Retired FBI agent to investigate who betrayed Anne Frank's family

Retired FBI agent Vince Pankoke is launching an investigation into who exactly informed the Nazis that Anne Frank and her family were hiding in the annex in Amsterdam in 1944. Using new software that can organize and analyze large amounts of data, Pankoke believes he can get to the bottom of what he calls "the ultimate cold case".

Pankoke launched a Cold Case Dairy website for his investigation. Among his team of 19 people, criminologists, historians, journalists and computer specialists are listed. The Netherlands is also assisting in the study - the Dutch National Archives, the institute for war, holocaust and genocide studies NIOD, the city of Amsterdam and the Anne Frank Foundation all made their archives available. And Amsterdam "big data" company Xomnia, which specializes in processing and analyzing large amounts of data, is providing Artificial Intelligence for the research.

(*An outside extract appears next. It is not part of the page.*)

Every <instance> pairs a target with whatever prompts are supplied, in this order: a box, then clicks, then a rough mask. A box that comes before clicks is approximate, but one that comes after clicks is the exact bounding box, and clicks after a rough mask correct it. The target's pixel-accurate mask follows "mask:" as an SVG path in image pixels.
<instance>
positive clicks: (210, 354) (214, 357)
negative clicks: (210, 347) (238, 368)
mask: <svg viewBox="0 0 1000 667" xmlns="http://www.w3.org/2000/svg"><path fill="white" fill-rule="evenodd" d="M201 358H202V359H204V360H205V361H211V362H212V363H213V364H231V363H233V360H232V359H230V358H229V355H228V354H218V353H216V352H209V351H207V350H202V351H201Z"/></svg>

Jewish girl Anne Frank and her family were hiding in an annex - known as the Achterhuis in Dutch - on Prinsengracht in Amsterdam for two years during World War II. In August 1944, the Nazis raided their hiding place and took the eight residents to Germany. Only Otto Frank, Anne's father, survived the concentrations camps. After the war, Otto found Anne's diary, which she kept during her stay in the Annex. It became one of the most famous books in the world, and has been translated into over 60 languages, according to

Over the years, there's been numerous investigations into who betrayed the Frank family, with a total of around 30 suspects emerging, according to the Cold Case Diary. These include cleaning lady Lena Hartog van Bladeren, a former employee who believed Otto was having an affair with his wife, a mysterious man named Tonny Ahlers who is believed to have blackmailed Otto, and Jewish woman Ans van Dijk who worked as an agent for Gestapo. The most recent investigation, by the Anne Frank House in 2016, suggested that the Fank family may have been found by coincidence, though the results of the study were inconclusive.